A random variable $R$ is said to be continuous if for every real number $t,$ the probability that $R$ equals $t$ is zero $P(R = t) = 0.$ A random variable $R$ is said to be discrete if there exists a countable set of values $t_1, \ldots, t_n, \ldots$ such that $P(R = t_i) > 0$ for all $i$ and $\sum\limits_i P(R = t_i) = 1.$ The Radon-Nikodym and Lebesgue Decomposition theorems show every the cumulative distribution function (a.k.a. CDF) of every random variable can be expressed as $$ F = aF_{ac} + b F_{dc} + c F_{pm} $$ where $a, b, c \geq 0$ and $a + b + c = 1,$ where $F_{ac}$ is the CDF of an absolutely continuous random variable (i.e. $F_{ac}$ admits a density), and $F_{dc}$ is the CDF of degenerated continuous random variable and $F_{pm}$ is the CDF of a discrete random variable (so pm stands for point-mass). It is hard to construct examples of degenerated continuous random variables for their CDF must be continuous, increasing, not constant, and have a zero derivative almost everywhere. A typical example is Cantor's Devil Staircase function (https://en.wikipedia.org/wiki/Cantor_function). So you usually assume that random variables are either absolutely continuous, discrete or mixture of these two types.

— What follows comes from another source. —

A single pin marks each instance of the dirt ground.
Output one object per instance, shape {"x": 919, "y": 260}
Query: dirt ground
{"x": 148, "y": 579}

EDIT: this question received a lot of attention, so let me expand a bit. This definition is motivated on the 1D case (univariate random variables). The condition that $P(R = t) = 0$ for all $t$ signifies that the CDF of $R$ is a continuous function $\mathbf{R} \to [0,1].$ Indeed, it is a well-known fact that a CDF is non-decreasing function, a fortiori it can only have jump discontinuities. But a jump discontinuity of a CDF is precisely at the "atoms" of the distributions (an "atom" of a random variable $R$ is a value values $t$ such that $P(R = t) > 0$). To see this, we use that the CDF $F$ is already (by definition) continuous on the right, so that $F$ is continuous if and only if is continuous on the left. Now, $$ F(t) - F(t - \delta) = P(R \leq t) - P(R \leq t - \delta) = P(t - \delta < R \leq t), $$ by measure-theoretic properties of $P,$ the right hand side converges to $P(R = t),$ so that $F$ is continuous on the left if and only if $P(R = t) = 0,$ which is the main motivation to call an atomless random variable a "continuous random variable."